Shamsia Alizada,18, who came top in the country's university entrance exam, at her home in Kabul, Afghanistan
Credit: Reuters
A young female student whose college was devastated in a suicide bombing has gone on to record the top exam marks in Afghanistan.
Dozens of students at Shamsia Alizada’s tuition centre were killed two years ago when an Islamic State militant detonated in their lecture theatre as they crammed for university entrance exams.
Ms Alizada was a junior student at the Mawoud Academy in Kabul, and lost several friends in the blast in August 2018.
Now 18, she has topped the national university entrance exam, scoring the highest nationwide mark of nearly 200,000 students.
Her story of hope over adversity has being eagerly seized on in Afghanistan, as uncertainty hangs over peace talks with the Taliban and scores are killed or wounded each week.

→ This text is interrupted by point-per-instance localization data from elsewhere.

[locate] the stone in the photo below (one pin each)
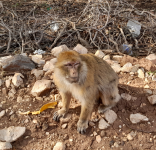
(126, 96)
(17, 79)
(56, 50)
(148, 91)
(136, 118)
(103, 124)
(18, 63)
(5, 145)
(59, 146)
(106, 57)
(110, 116)
(38, 59)
(38, 73)
(98, 138)
(2, 113)
(117, 58)
(50, 65)
(152, 58)
(131, 135)
(40, 87)
(141, 73)
(80, 49)
(99, 53)
(116, 67)
(127, 67)
(152, 99)
(11, 134)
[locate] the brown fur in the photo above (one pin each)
(95, 79)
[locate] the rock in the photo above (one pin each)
(127, 67)
(64, 126)
(18, 63)
(80, 49)
(134, 68)
(141, 73)
(2, 113)
(131, 135)
(59, 146)
(98, 138)
(154, 77)
(148, 91)
(17, 79)
(103, 124)
(152, 99)
(19, 99)
(152, 58)
(136, 118)
(38, 73)
(110, 116)
(56, 50)
(99, 53)
(126, 96)
(116, 67)
(11, 134)
(50, 65)
(38, 59)
(5, 145)
(106, 57)
(40, 87)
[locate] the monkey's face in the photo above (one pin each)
(72, 71)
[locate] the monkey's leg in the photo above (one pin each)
(82, 124)
(66, 97)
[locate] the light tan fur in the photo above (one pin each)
(96, 80)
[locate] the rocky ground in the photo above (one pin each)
(129, 125)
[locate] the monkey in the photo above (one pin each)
(87, 78)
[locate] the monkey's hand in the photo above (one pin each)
(58, 114)
(82, 126)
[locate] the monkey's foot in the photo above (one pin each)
(58, 114)
(103, 108)
(82, 126)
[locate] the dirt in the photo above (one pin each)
(46, 133)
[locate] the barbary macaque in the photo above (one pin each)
(86, 78)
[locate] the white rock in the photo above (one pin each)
(103, 124)
(141, 73)
(110, 116)
(59, 146)
(131, 135)
(154, 77)
(11, 134)
(126, 96)
(50, 64)
(80, 49)
(40, 86)
(117, 58)
(2, 113)
(38, 73)
(38, 59)
(98, 138)
(116, 67)
(127, 67)
(56, 50)
(5, 145)
(148, 91)
(107, 57)
(99, 53)
(17, 79)
(152, 99)
(136, 118)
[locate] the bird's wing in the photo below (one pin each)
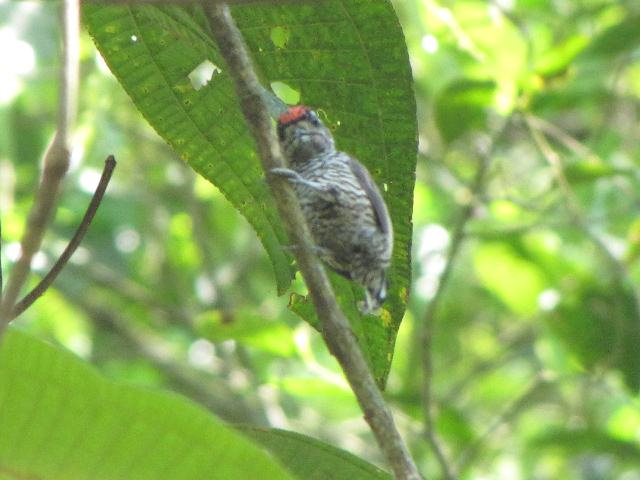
(373, 193)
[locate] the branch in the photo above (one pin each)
(56, 163)
(335, 327)
(49, 278)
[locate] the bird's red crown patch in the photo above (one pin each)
(293, 114)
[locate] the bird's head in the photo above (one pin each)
(302, 135)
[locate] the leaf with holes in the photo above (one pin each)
(332, 56)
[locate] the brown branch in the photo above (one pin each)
(335, 327)
(45, 283)
(56, 163)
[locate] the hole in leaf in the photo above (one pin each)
(280, 36)
(286, 93)
(202, 74)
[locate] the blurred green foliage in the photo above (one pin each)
(534, 346)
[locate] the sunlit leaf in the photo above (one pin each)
(60, 419)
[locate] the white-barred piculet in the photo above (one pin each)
(344, 209)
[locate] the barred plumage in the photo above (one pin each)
(343, 207)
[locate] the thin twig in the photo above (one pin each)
(56, 163)
(428, 321)
(616, 267)
(335, 327)
(509, 412)
(33, 295)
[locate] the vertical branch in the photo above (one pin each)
(74, 243)
(56, 163)
(335, 327)
(428, 322)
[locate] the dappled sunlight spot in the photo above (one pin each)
(12, 251)
(286, 93)
(80, 344)
(429, 43)
(239, 380)
(280, 36)
(205, 289)
(101, 64)
(17, 60)
(175, 174)
(201, 354)
(385, 316)
(548, 299)
(203, 74)
(127, 240)
(271, 402)
(39, 261)
(432, 245)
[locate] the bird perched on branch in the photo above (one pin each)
(344, 209)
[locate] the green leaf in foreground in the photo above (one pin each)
(61, 420)
(312, 459)
(334, 56)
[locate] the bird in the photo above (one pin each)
(343, 207)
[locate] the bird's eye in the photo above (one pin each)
(313, 118)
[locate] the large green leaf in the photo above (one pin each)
(61, 420)
(312, 459)
(346, 58)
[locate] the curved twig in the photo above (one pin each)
(56, 163)
(45, 283)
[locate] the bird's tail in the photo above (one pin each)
(375, 293)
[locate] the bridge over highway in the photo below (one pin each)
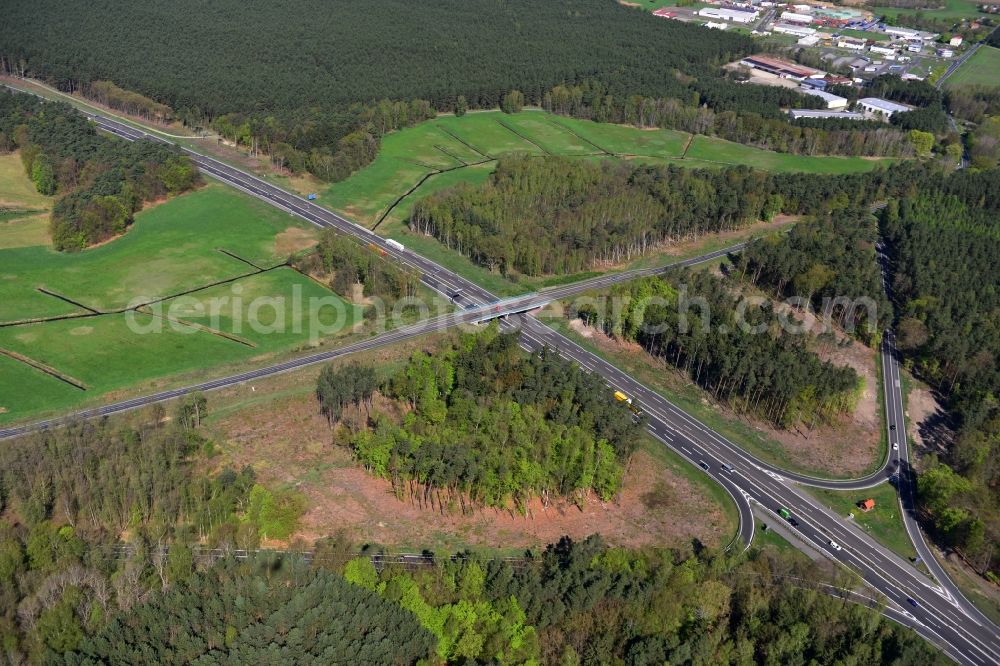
(934, 609)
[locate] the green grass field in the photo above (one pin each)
(951, 9)
(860, 34)
(288, 298)
(450, 149)
(979, 70)
(172, 249)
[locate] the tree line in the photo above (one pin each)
(344, 265)
(746, 114)
(690, 320)
(550, 215)
(69, 496)
(830, 262)
(101, 181)
(580, 602)
(945, 247)
(315, 108)
(486, 426)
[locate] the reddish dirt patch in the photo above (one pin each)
(927, 423)
(288, 443)
(735, 236)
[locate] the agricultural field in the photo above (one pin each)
(23, 211)
(209, 265)
(449, 150)
(979, 70)
(950, 9)
(884, 522)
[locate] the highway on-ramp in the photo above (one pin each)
(913, 599)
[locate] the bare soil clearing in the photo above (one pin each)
(288, 443)
(845, 448)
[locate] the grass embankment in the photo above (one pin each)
(979, 70)
(278, 430)
(176, 251)
(449, 150)
(454, 150)
(884, 522)
(950, 9)
(690, 398)
(24, 213)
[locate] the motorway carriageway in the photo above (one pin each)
(936, 616)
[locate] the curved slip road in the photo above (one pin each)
(934, 612)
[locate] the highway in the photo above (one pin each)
(934, 613)
(904, 477)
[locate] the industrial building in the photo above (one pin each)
(796, 114)
(795, 17)
(782, 68)
(832, 101)
(882, 109)
(792, 29)
(851, 43)
(728, 14)
(902, 33)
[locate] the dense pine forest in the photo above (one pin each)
(829, 261)
(550, 215)
(70, 594)
(361, 70)
(486, 425)
(747, 114)
(574, 603)
(691, 320)
(945, 245)
(101, 181)
(328, 54)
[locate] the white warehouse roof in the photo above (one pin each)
(883, 105)
(832, 101)
(819, 113)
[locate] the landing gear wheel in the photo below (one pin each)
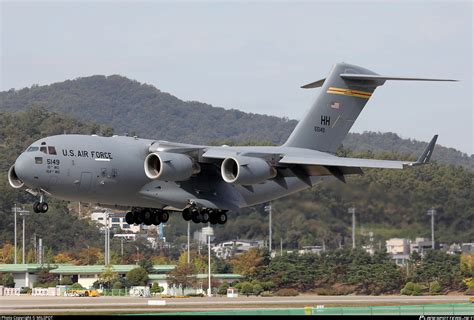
(221, 218)
(129, 218)
(196, 218)
(147, 217)
(156, 220)
(187, 215)
(138, 217)
(164, 216)
(213, 219)
(36, 207)
(43, 206)
(204, 217)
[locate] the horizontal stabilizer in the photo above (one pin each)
(426, 155)
(315, 84)
(351, 76)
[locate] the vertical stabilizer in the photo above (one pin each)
(335, 109)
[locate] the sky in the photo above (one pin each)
(254, 56)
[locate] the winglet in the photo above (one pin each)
(426, 155)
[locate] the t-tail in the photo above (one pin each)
(344, 94)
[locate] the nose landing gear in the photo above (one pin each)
(205, 215)
(147, 216)
(40, 206)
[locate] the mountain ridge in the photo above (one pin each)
(141, 109)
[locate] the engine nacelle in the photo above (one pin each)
(168, 166)
(246, 170)
(13, 179)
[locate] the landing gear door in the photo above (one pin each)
(86, 180)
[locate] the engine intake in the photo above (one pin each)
(168, 166)
(246, 170)
(13, 179)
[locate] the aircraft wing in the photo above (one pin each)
(361, 163)
(344, 162)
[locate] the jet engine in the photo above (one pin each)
(168, 166)
(246, 170)
(13, 179)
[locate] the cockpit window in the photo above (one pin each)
(51, 150)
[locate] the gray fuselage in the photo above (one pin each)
(110, 171)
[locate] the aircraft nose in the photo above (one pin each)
(23, 167)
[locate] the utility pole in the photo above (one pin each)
(14, 257)
(268, 208)
(121, 247)
(138, 253)
(40, 251)
(106, 239)
(23, 214)
(281, 247)
(208, 231)
(432, 213)
(35, 247)
(189, 234)
(352, 211)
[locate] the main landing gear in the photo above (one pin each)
(205, 215)
(40, 206)
(147, 216)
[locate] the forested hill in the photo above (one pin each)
(131, 107)
(390, 203)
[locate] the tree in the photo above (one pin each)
(65, 281)
(222, 290)
(247, 263)
(246, 288)
(155, 288)
(45, 279)
(257, 289)
(137, 276)
(183, 275)
(76, 286)
(7, 280)
(146, 264)
(108, 277)
(435, 287)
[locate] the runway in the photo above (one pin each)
(129, 305)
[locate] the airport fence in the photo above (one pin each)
(115, 292)
(465, 309)
(427, 309)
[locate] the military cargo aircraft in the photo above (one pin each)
(152, 178)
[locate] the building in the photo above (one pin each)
(400, 259)
(311, 249)
(397, 246)
(87, 275)
(227, 249)
(116, 220)
(25, 275)
(421, 245)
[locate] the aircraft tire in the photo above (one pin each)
(187, 216)
(221, 218)
(43, 206)
(147, 217)
(164, 216)
(36, 207)
(129, 218)
(138, 217)
(156, 219)
(204, 216)
(196, 218)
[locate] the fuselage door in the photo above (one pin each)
(86, 180)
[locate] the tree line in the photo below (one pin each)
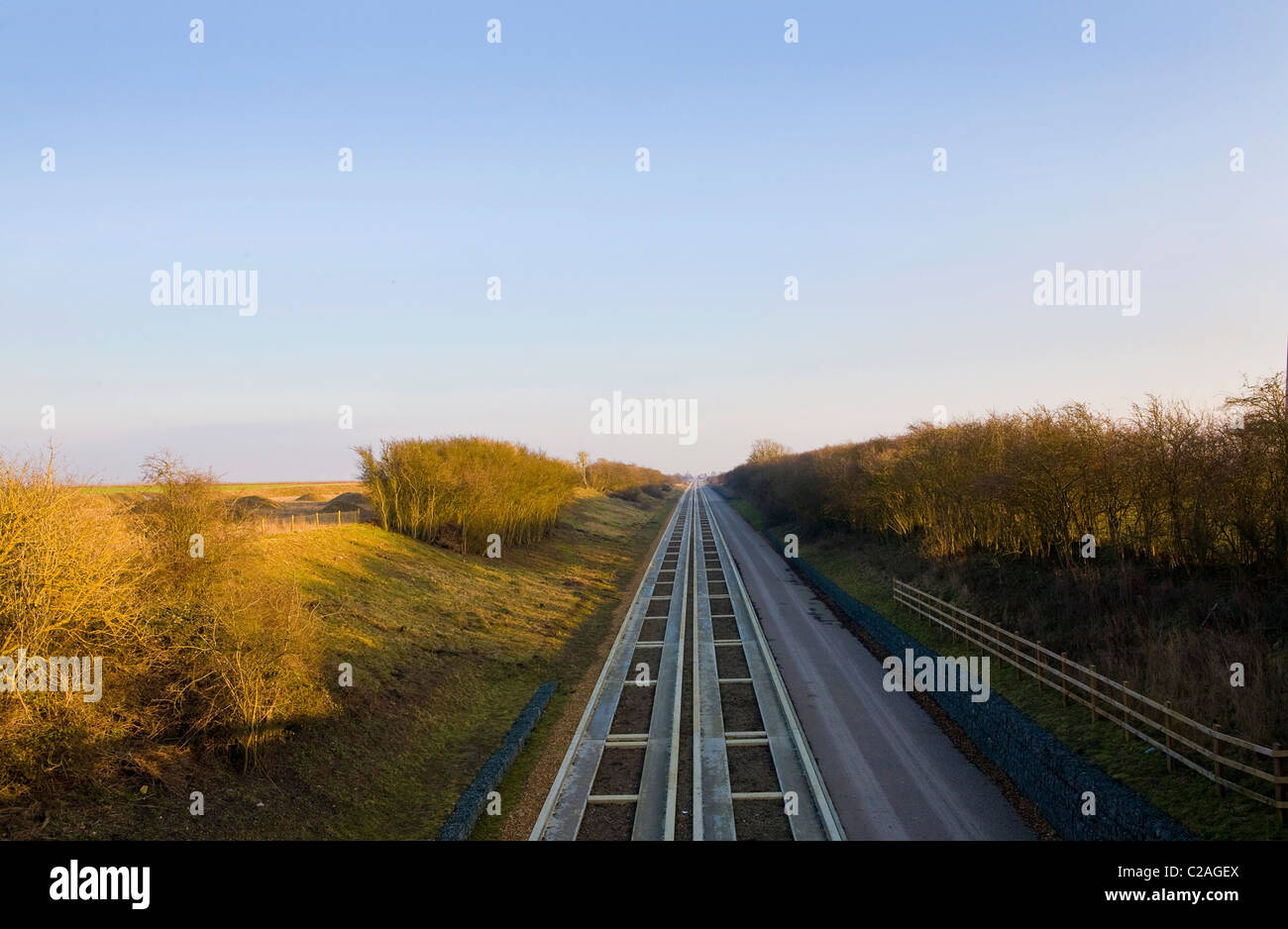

The triumph of a young woman has also highlighted fears that the Taliban will again try to limit women’s rights in any settlement forged with the Kabul government.
Shamsia, who survived the deadly #ISKP Kabul attack on Mawood Educational Center in August 2018, has secured first position in this year's nationwide university entrance exam, Kankor. She shares her happiness of her score and sorrow for dozens Kankor takers lost in the attack. pic.twitter.com/HS0lMO9hCF
— Kabul Now (@KabulNow) September 24, 2020
Ms Alizada, a coal miner’s daughter from Afghanistan’s Hazara minority, will now go to medical school and one day hopes to study abroad. Her family have lived in the capital for only three years, having travelled the country looking for work for her father, who is currently mining in Samangan province.
“When the result was announced, I was not watching the television. My mother called me saying: ‘You got first position!’
“It might be on of the moments that I will never forget, seeing my mother smiling from the bottom of her heart.”
At least 100 students were killed or wounded when the study centre was bombed. Many came from poor families who hoped that a place on a prestigious university course would transform the fortunes of their children.
“It is very painful when young people are getting martyred. It was a very bad day and I hope it will never be repeated,” she said.
Ms Alizada said another student, called Rahila, had also been expected to score highly in the national rankings. “Sadly she is dead now, with all her dreams.”
The Taliban deny they are seeking to reimpose their 1990s bans on girl’s education and women in the workplace in any peace deal. However their declarations that women’s rights will be protected “under Islam” have failed to assure many women.
"Their definition of women’s rights remains in the grey area," said Adela Raz, Afghanistan’s first female ambassador to the United Nations, earlier this week.
"They have been saying the same thing about their version of the sharia without explaining any change and reforms.”